The purpose of the facility is to help companies develop and test advanced composite materials and lightweight metals. That helps local businesses, such as car manufacturers, build innovative new products that create jobs. Just as importantly, centers such these create unique capabilities and skill sets that attract other companies and talent to the region.

It's Not Any Particular Node, but Networks, That Drive Prosperity

Everybody likes to have a tax break, but there is little evidence that those types of incentives contribute significantly to competitiveness and innovation. California and New York rank at the bottom of the Tax Foundation's Business Tax Climate Index, but have thriving innovation economies. At the same time, of the three states named as the most innovative in 2018, only one, Washington, has low tax rates.

The reason why is that it's not particular nodes, but networks that drive innovation. Regions like Silicon Valley and New York thrive not because they aggressively lure companies to locate there, but because so many feel that they have to have a presence there. Despite the pullout, Amazon still says it's going to be adding jobs in New York and Google Google recently announced a billion dollar expansion in the city with no incentives at all.

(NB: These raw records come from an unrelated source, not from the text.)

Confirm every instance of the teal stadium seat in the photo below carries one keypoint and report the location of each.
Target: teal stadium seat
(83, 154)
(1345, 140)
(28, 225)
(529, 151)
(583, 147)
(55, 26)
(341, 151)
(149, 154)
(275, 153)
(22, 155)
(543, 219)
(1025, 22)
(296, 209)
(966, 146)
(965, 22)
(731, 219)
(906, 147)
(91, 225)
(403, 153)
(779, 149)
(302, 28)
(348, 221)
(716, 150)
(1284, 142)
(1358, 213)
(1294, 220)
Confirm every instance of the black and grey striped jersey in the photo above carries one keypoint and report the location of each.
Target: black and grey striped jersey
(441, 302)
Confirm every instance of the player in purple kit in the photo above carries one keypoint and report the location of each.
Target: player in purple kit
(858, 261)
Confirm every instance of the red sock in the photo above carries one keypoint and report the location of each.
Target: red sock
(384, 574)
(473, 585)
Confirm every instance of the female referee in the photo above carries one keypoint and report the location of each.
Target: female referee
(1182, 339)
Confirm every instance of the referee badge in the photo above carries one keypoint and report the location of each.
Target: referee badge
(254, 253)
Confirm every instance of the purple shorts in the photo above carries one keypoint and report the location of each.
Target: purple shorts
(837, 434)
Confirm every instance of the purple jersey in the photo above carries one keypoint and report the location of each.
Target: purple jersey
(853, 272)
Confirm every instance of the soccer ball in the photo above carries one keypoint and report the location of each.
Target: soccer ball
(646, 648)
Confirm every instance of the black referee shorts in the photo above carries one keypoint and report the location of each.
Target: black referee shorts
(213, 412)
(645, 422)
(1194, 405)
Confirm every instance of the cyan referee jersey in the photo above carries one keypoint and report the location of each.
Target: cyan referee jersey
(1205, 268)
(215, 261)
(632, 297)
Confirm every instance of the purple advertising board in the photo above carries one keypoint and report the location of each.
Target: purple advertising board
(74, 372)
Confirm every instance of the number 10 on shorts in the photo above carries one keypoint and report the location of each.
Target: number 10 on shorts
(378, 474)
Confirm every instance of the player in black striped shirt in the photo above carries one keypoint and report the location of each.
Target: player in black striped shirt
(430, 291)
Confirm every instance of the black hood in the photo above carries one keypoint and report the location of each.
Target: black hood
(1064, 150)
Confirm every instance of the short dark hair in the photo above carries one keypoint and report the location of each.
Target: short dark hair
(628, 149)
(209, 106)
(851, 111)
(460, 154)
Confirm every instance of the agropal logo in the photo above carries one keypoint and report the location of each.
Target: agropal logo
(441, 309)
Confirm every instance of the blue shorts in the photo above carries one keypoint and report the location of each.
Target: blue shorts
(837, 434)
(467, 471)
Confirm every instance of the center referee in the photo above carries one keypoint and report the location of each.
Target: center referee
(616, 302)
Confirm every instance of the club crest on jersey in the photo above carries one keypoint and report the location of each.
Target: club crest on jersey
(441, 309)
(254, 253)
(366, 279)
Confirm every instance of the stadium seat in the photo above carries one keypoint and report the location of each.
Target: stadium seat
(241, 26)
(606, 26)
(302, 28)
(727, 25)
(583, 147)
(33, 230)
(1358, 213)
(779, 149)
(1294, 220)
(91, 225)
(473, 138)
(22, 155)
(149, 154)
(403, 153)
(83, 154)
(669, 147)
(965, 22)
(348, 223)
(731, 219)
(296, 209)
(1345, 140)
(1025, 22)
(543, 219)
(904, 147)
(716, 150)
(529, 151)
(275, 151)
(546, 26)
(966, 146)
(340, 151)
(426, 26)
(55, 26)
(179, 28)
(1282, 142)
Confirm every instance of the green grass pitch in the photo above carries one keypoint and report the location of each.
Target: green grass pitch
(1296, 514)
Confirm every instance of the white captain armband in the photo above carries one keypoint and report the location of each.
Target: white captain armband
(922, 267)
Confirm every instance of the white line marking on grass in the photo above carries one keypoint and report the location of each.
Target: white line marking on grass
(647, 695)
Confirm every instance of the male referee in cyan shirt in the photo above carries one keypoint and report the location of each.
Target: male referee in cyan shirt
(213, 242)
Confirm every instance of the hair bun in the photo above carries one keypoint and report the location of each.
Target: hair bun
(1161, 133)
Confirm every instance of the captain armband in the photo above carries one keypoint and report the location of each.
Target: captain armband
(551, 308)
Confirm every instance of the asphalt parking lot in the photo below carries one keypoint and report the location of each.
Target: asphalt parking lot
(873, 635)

At the same time, many states court business so aggressively that they deplete money from their coffers that could go to build up resources that allow an ecosystem to flourish. If you're not investing in education, infrastructure and science, you simply won't be able to support high value industries no matter what incentives you offer.

So maybe losing HQ2 isn't such a bad thing for New York. While 25,000 jobs is nothing to sneeze at, it is just a fraction of the 71,000 jobs created in the city in just the last year. The fact is, businesses will continue to go there because the region offers unique assets that makes it attractive. They will go there because its good for business.